【月刊・白鵬】通算1000勝へと
勢いづけた、石浦からのサプライズ

  • 武田葉月●構成 text&photo by Takeda Hazuki

 しかし夏場所後、私はケガに悩まされて、名古屋場所では10勝止まり。記録達成は決して簡単なものではありませんでした。そのまま、ケガの回復が思わしくなかった私は、翌秋場所では初日からの全休を決断。1000勝まであと3勝と迫りながら、治療を最優先し、記録達成はまたもや持ち越しとなってしまいました。

 迎えた九州場所、1000勝達成への意識は一層高まっていました。ただ、横綱を張って10年になりますが、今でも初日の土俵は緊張するもの。自らへの期待が膨らむ一方で、さまざまな不安が頭を掠めたりもしました。それでも、この初日には隠岐の海を破って白星発進。2日目も碧山を下して2連勝を飾って、1000勝まであと1勝となりました。

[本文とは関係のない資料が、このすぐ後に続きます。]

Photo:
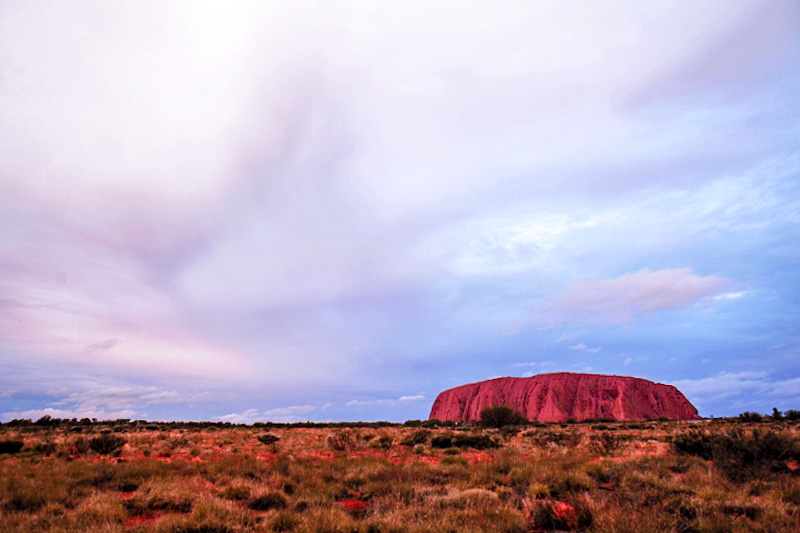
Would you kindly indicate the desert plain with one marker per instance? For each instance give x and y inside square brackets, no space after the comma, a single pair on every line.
[720,475]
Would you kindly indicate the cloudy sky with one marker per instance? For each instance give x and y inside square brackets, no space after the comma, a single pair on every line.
[336,210]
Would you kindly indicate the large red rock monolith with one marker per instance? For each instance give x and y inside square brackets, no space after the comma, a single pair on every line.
[562,396]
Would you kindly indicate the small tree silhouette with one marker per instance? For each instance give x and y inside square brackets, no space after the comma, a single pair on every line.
[106,444]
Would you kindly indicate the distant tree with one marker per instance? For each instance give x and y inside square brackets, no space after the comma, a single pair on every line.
[500,416]
[106,443]
[747,416]
[792,414]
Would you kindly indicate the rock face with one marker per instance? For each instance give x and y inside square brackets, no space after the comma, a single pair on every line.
[562,396]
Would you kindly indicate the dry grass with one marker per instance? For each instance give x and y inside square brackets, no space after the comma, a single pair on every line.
[660,477]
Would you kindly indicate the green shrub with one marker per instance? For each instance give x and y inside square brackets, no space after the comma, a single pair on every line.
[268,438]
[421,436]
[10,446]
[106,443]
[738,454]
[268,501]
[747,416]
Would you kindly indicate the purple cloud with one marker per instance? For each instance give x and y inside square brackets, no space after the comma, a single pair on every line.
[619,300]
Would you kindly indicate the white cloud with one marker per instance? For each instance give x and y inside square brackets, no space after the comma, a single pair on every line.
[581,347]
[727,384]
[293,413]
[385,402]
[99,414]
[620,299]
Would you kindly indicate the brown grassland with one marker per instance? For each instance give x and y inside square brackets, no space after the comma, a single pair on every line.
[709,476]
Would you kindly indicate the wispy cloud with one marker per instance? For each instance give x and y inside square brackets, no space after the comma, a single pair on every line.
[581,347]
[736,384]
[293,413]
[621,299]
[385,402]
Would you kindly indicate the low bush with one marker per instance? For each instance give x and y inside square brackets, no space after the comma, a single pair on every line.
[106,443]
[268,501]
[10,446]
[268,439]
[464,440]
[741,455]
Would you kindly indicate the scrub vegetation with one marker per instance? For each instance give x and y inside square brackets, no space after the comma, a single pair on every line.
[601,476]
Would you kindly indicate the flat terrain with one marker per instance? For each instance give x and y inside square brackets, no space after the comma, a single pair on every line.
[606,477]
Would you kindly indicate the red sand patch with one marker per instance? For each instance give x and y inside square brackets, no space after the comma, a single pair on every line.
[144,519]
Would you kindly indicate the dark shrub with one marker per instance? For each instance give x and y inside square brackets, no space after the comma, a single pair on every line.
[10,446]
[747,416]
[268,438]
[464,440]
[479,442]
[741,455]
[46,447]
[106,443]
[266,502]
[442,441]
[501,415]
[420,436]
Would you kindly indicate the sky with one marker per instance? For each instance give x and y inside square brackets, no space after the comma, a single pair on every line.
[333,211]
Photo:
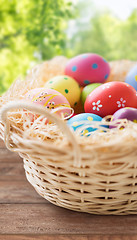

 実は、2連勝を決めた夜、宿舎に戻ってからサプライズが待っていました。この日、幕内初勝利を挙げた石浦が私の部屋に来て、「幕内で白星を挙げられたのは、横綱のおかげです」と、初めて受け取った懸賞金を私にプレゼントしてくれたのです。

 その瞬間、私は思わずウルッときました。石浦からもらった感謝の言葉と懸賞金のことは、生涯忘れることはないでしょう。

 聞けば、以前から石浦は、懸賞金をもらったら、私にプレゼントしようと思っていたそうなんです。そんな内弟子からの粋な計らいに、私も奮起しないわけにはいきません。勝負の3日目、魁聖を上手投げで下して、ついに通算1000勝を達成しました。